At UK Screeds, we are often asked about the many benefits of our liquid screeds – and there are a lot of them – but we also get questions about whether there are any disadvantages.

So, let’s get that one out of the way before we go any further. Yes, there are a couple of downsides, one of which is that, for rather obvious reasons, you cannot use them on sloping floors in wet rooms!

The other disadvantage is laitance. As the screed dries, it forms a layer of fine particles on the surface. This is called laitance and it needs to be removed before you lay the final flooring because if not there can be problems. However, we do this by sanding the screed surface between 7 and 10 days after it has been poured. It is important not to leave it any longer than this because it will become harder to remove and may prevent the screed from fully drying out properly. When laying tiling, it is important that an adhesive that is compatible with a calcium sulphate screed is used.

So those are the elephants in the room, but after that everything else is benefits when compared with a sand and cement screed.

When we are asked to lay a floor screed in Maidenhead, the process is far faster than you could ever lay sand and cement by hand. We just connect a pump and hose to the delivery truck and pump it into place. We can cover 100 square metres in 45 minutes! This saves a considerable amount on labour costs because if you are laying a sand and cement screed by hand it is difficult to cover 100 square metres in a day!
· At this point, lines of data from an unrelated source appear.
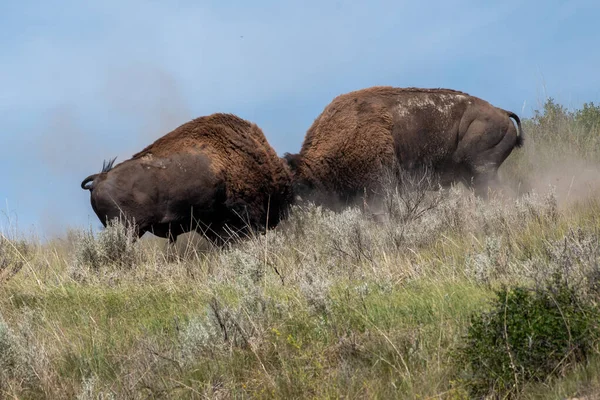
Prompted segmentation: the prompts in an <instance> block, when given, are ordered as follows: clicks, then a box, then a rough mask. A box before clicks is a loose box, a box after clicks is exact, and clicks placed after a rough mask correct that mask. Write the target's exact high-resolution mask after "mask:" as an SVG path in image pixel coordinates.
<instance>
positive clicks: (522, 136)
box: [502, 110, 525, 147]
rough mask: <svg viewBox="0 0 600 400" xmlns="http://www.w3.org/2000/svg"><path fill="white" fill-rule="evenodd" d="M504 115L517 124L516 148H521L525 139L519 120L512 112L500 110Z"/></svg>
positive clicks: (509, 111)
mask: <svg viewBox="0 0 600 400" xmlns="http://www.w3.org/2000/svg"><path fill="white" fill-rule="evenodd" d="M502 111H504V112H505V113H506V115H508V117H509V118H512V119H514V120H515V122H516V123H517V144H516V146H517V147H521V146H523V141H524V139H525V137H524V136H523V128H522V127H521V120H520V119H519V116H518V115H517V114H515V113H514V112H512V111H506V110H502Z"/></svg>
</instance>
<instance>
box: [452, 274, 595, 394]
mask: <svg viewBox="0 0 600 400" xmlns="http://www.w3.org/2000/svg"><path fill="white" fill-rule="evenodd" d="M599 317H600V312H599V310H598V308H597V307H596V306H595V305H594V304H593V303H592V302H590V301H589V299H587V298H586V299H584V298H582V297H581V296H579V295H578V290H577V289H576V288H574V287H572V286H571V285H569V284H568V283H566V281H565V279H563V278H562V277H561V276H559V275H555V276H554V277H553V279H552V280H551V282H550V283H548V284H546V285H545V286H543V287H539V288H536V289H527V288H524V287H515V288H503V289H501V290H499V291H497V292H496V298H495V300H493V302H492V309H491V310H490V311H487V312H484V313H481V314H477V315H474V316H473V317H472V319H471V325H470V327H469V329H468V332H467V335H466V338H465V341H466V343H464V346H463V347H461V349H460V351H459V359H460V360H461V361H462V362H463V363H464V364H466V366H467V371H468V375H467V377H466V379H465V383H466V384H467V386H468V387H469V389H470V390H471V392H472V394H473V395H475V396H484V395H486V394H489V393H495V394H502V395H507V396H516V395H517V394H518V393H519V391H520V390H521V388H522V387H523V385H524V384H526V383H529V382H541V381H545V380H546V379H547V378H549V377H551V376H557V375H560V374H561V373H562V372H565V371H566V370H567V369H568V368H569V367H570V366H572V365H573V363H577V362H580V361H583V360H585V359H586V358H587V355H588V354H590V353H591V352H592V350H593V348H594V346H595V345H596V344H597V340H598V337H599V335H598V321H599Z"/></svg>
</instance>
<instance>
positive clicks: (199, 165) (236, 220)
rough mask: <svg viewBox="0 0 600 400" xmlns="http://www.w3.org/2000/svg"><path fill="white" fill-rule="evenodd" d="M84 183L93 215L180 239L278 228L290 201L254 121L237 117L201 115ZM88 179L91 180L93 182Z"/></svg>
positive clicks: (270, 148) (280, 168)
mask: <svg viewBox="0 0 600 400" xmlns="http://www.w3.org/2000/svg"><path fill="white" fill-rule="evenodd" d="M111 167H112V165H111V164H110V163H109V165H105V168H103V171H102V172H101V173H99V174H95V175H91V176H90V177H88V178H86V179H85V180H84V181H83V182H82V183H81V187H82V188H83V189H89V190H90V191H91V203H92V208H93V209H94V211H95V213H96V215H97V216H98V218H100V220H101V221H102V223H103V224H104V225H105V226H106V222H107V219H113V218H115V217H119V216H121V215H123V216H124V217H126V219H127V220H128V221H132V220H134V222H135V226H136V229H137V231H138V234H139V236H141V235H143V234H144V233H145V232H146V231H150V232H153V233H154V234H155V235H157V236H162V237H169V238H170V239H171V241H175V240H176V238H177V235H179V234H181V233H184V232H188V231H190V230H193V229H197V230H198V231H202V232H204V233H205V234H206V236H207V237H208V238H209V239H211V240H213V241H214V242H217V243H223V241H224V240H226V239H227V238H228V237H229V236H230V235H229V233H230V232H231V231H242V232H243V233H247V232H248V229H247V228H251V229H254V230H258V229H263V230H264V229H265V227H267V226H268V227H274V226H275V225H277V224H278V223H279V221H280V219H281V217H282V216H283V215H285V213H286V212H287V209H288V206H289V205H290V202H291V176H290V172H289V170H288V168H287V167H286V165H285V163H284V162H282V159H280V158H279V157H278V156H277V154H276V153H275V151H274V150H273V148H272V147H271V146H270V145H269V143H268V142H267V140H266V138H265V136H264V134H263V132H262V130H261V129H260V128H259V127H258V126H257V125H255V124H252V123H250V122H248V121H245V120H243V119H241V118H239V117H237V116H235V115H232V114H221V113H218V114H212V115H209V116H205V117H201V118H197V119H195V120H192V121H190V122H188V123H186V124H183V125H181V126H180V127H178V128H177V129H175V130H173V131H171V132H169V133H168V134H166V135H165V136H163V137H161V138H159V139H158V140H156V141H155V142H154V143H152V144H151V145H149V146H148V147H146V148H145V149H143V150H142V151H140V152H138V153H136V154H134V155H133V157H132V158H131V159H129V160H127V161H124V162H122V163H121V164H119V165H117V166H115V167H114V168H111ZM90 182H91V183H90Z"/></svg>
No Curling And Minimal Shrinkage

Our screeds can also be laid more thinly than sand and cement because they do not curl, and any shrinkage is absolutely minimal. There are big advantages if you are installing underfloor heating in a new building, or for that matter, retrofitting it. If you are doing the latter, quite obviously you will lose some height in the room because you need to cover the heating pipes. However, when using our liquid screed, the overall depth of the screed can be as little as 45mm. this compares very favourably with sand and cement which needs to be at least 75mm overall and can often be 100mm.

Of course, that also affects the overall drying time of the screed before the final flooring can be fitted. A thinner screed will obviously dry a lot faster than one which is much thicker.

That also has benefits for energy saving because the screed will heat up faster and bring the room up to the desired temperature, and uses less energy to do so, which of course translates into lower heating bills. The actual material also has nearly twice the thermal conductivity of sand and cement, again cutting down on the heating time.

Finally, our screeds will always achieve Surface Regularity 2 (SR2) and in most cases SR1, which compares very favourably with sand and cement which will struggle to achieve SR3.